SoerBuddhas Welt 26 – Meine erste Messe – DOKOMI 2026 –

Träume darf man ja haben, aber dass ich einmal auf einer Messe stehe und meine eigene Leseprobe dabei habe, stand nicht auf meiner Bucketlist.

Aber alles von Anfang an. Vor drei Jahren lernte ich, die Community von „Word and Shield e. V.“ kennen. Eine Gemeinschaft von Autoren und Künstlern, die sich einander beim Schreiben unterstützen und sich auf Discord austauschen. Dahinter steht ein Verein, der junge und Anfänger-Autoren ermutigt und unterstützt, zu schreiben und zu veröffentlichen.
Ein Projekt sind die Anthologien, in denen auch Autoren, die noch kein Buch veröffentlicht haben, eine Plattform geboten bekommen. Dazu gehöre auch ich. Mich motiviert es und ich bin stolz, dass ich in vier Anthologien meine Werke habe. Dazu demnächst in einem anderen Post.
Seit September bin ich Kassierer bei Word and Shield e.V.
Da ist es ja nicht ganz und gar wegzudenken, dass ich mich auf den Messen, auf denen wir einen Stand betreiben, auch Standdienst mache.
Ich wollte aber dann auch etwas von mir dort haben. Somit begann der Stress von Januar bis letzte Woche.
Ich habe mir Jester zeichnen lassen und anschließend Sticker, Notizblöcke, Lesezeichen und eine Leseprobe anfertigen lassen.

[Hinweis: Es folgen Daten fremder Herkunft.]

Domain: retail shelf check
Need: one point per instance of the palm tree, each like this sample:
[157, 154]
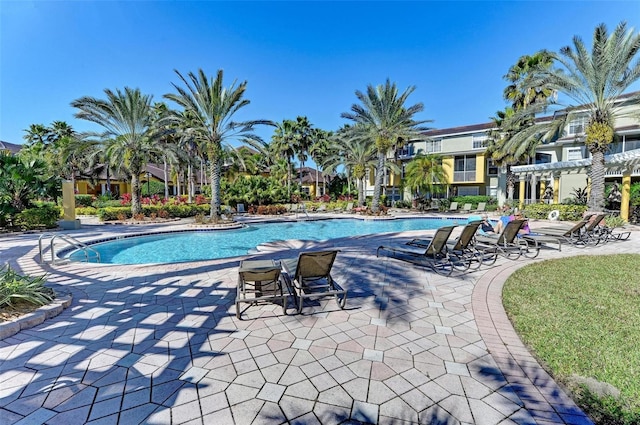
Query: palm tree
[425, 174]
[283, 146]
[520, 92]
[127, 118]
[387, 123]
[595, 80]
[212, 107]
[355, 154]
[319, 150]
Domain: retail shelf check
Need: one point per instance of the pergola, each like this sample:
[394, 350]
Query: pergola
[625, 163]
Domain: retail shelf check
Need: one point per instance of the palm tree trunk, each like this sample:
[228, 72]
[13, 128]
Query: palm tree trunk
[166, 178]
[596, 196]
[190, 183]
[375, 203]
[215, 172]
[136, 207]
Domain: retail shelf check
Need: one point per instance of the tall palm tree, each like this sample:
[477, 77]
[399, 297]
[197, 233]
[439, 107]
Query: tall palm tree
[213, 107]
[357, 155]
[595, 80]
[127, 118]
[387, 123]
[283, 146]
[520, 92]
[425, 174]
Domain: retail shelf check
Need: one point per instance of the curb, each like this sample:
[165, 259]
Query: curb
[49, 311]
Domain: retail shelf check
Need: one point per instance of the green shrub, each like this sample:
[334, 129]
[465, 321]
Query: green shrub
[84, 200]
[14, 287]
[473, 200]
[86, 211]
[567, 212]
[46, 217]
[114, 213]
[106, 202]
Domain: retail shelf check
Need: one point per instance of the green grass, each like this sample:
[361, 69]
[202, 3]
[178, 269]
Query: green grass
[581, 316]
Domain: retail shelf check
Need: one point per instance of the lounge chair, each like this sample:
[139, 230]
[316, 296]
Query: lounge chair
[463, 251]
[507, 242]
[466, 208]
[310, 276]
[425, 252]
[259, 281]
[481, 207]
[573, 235]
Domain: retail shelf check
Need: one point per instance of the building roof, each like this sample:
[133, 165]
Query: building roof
[618, 161]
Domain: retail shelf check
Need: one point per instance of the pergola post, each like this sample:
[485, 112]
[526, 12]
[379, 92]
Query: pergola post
[626, 194]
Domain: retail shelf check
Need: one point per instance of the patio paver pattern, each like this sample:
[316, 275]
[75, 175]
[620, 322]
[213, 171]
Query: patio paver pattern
[160, 344]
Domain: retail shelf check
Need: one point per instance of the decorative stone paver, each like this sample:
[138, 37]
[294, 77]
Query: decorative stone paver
[161, 344]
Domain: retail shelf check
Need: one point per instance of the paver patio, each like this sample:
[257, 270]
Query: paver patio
[160, 344]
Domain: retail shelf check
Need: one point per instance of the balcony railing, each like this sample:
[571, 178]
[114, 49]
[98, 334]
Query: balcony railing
[464, 176]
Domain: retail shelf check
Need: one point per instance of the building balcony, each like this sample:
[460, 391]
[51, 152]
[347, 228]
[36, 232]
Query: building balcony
[464, 176]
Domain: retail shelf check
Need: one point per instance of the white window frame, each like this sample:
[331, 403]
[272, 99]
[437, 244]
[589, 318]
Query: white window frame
[578, 125]
[433, 146]
[479, 141]
[492, 165]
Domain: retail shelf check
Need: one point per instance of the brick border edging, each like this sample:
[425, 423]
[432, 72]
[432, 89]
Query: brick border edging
[545, 400]
[49, 311]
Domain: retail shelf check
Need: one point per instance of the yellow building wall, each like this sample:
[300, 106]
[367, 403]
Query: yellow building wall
[447, 165]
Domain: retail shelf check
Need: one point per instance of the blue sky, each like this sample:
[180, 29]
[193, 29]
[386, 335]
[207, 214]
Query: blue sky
[299, 58]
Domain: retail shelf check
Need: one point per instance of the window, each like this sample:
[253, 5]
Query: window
[405, 152]
[631, 142]
[574, 154]
[543, 158]
[434, 146]
[479, 140]
[464, 168]
[577, 125]
[492, 168]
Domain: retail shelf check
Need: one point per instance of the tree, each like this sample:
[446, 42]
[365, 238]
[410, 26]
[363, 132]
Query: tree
[386, 122]
[211, 108]
[595, 80]
[127, 117]
[425, 174]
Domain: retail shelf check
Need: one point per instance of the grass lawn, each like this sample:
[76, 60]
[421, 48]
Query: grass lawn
[581, 316]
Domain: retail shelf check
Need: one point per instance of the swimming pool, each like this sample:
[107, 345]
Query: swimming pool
[176, 247]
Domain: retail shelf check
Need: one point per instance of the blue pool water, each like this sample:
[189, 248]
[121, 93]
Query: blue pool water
[207, 245]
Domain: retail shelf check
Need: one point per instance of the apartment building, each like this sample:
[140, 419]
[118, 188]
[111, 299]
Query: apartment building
[561, 164]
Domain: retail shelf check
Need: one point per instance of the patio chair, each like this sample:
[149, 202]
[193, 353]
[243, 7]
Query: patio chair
[310, 276]
[466, 208]
[574, 235]
[431, 253]
[259, 281]
[481, 207]
[461, 250]
[507, 242]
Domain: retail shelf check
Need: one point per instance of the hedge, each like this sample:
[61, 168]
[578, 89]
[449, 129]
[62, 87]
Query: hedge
[46, 217]
[567, 212]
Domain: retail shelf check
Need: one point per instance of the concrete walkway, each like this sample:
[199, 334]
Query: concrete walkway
[160, 344]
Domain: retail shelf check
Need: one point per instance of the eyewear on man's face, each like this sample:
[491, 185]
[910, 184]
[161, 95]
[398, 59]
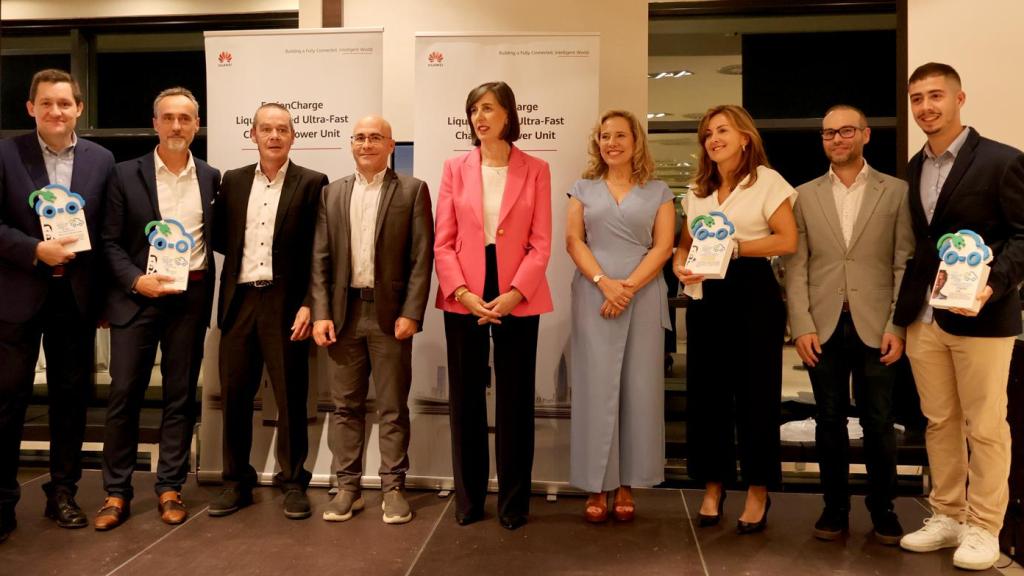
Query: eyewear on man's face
[846, 132]
[369, 138]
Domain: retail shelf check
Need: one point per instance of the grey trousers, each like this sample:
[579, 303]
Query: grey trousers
[363, 348]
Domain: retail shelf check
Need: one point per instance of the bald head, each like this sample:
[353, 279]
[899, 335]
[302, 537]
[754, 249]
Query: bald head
[372, 146]
[373, 122]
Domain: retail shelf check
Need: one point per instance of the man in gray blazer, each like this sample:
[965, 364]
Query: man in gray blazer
[373, 253]
[854, 240]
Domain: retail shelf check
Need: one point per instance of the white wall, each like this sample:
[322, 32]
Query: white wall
[983, 41]
[51, 9]
[623, 27]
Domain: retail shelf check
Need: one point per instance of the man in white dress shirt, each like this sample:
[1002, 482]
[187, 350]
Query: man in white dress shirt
[842, 282]
[371, 277]
[263, 225]
[144, 312]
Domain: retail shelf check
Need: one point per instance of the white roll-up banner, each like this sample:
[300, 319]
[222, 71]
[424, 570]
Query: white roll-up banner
[328, 78]
[555, 81]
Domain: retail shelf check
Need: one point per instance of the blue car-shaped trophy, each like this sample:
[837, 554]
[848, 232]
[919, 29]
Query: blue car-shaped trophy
[963, 271]
[61, 214]
[170, 251]
[712, 248]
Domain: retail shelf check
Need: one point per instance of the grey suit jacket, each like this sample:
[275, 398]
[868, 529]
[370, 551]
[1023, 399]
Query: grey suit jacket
[823, 271]
[402, 255]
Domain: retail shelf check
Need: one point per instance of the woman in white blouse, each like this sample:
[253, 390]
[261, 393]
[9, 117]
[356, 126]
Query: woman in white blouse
[735, 326]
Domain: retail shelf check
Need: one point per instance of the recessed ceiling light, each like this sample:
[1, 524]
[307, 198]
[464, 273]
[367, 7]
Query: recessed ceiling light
[671, 74]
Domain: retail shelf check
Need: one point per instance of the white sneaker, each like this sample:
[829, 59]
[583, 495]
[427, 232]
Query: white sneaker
[979, 550]
[939, 531]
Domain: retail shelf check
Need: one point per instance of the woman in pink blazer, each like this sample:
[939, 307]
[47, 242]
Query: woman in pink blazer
[492, 245]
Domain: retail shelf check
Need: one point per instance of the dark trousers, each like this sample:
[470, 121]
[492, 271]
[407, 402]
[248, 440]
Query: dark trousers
[734, 376]
[177, 324]
[842, 356]
[69, 339]
[260, 333]
[515, 378]
[363, 348]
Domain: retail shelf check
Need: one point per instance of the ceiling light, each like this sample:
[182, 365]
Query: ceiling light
[670, 74]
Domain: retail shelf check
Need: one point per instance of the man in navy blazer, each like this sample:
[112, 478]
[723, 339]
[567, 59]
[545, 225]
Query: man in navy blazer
[961, 359]
[49, 292]
[166, 184]
[263, 225]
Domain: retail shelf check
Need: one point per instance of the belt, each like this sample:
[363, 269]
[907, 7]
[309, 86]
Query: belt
[259, 284]
[365, 294]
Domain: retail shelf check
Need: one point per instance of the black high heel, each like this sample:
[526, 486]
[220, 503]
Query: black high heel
[705, 521]
[754, 527]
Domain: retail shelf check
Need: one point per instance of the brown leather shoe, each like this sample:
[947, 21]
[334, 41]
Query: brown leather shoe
[114, 512]
[172, 509]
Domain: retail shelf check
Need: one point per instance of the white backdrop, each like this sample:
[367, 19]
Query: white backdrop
[328, 79]
[555, 80]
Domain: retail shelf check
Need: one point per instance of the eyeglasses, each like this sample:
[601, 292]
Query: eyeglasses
[845, 131]
[371, 138]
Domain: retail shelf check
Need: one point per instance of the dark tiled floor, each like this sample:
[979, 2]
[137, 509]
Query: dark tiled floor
[260, 540]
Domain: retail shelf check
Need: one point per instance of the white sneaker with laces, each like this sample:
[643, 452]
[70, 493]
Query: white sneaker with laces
[940, 531]
[979, 550]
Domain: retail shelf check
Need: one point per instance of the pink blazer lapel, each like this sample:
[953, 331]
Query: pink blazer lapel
[472, 181]
[514, 182]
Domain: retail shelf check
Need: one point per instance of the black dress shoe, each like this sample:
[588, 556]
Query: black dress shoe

Aber das sollte es nicht allein gewesen sein, ich hatte mir vorgenommen, dass bis zur DOKOMI meine Homepage www.soerbuddha.de fertig ist. Sie ging dann genau auf die Minute online. Ja, sie ist bis jetzt nicht im Endstadium, und ohne Hilfe von Quarz, Venni, Jeff und vielen mehr hätte ich es auch nie geschafft.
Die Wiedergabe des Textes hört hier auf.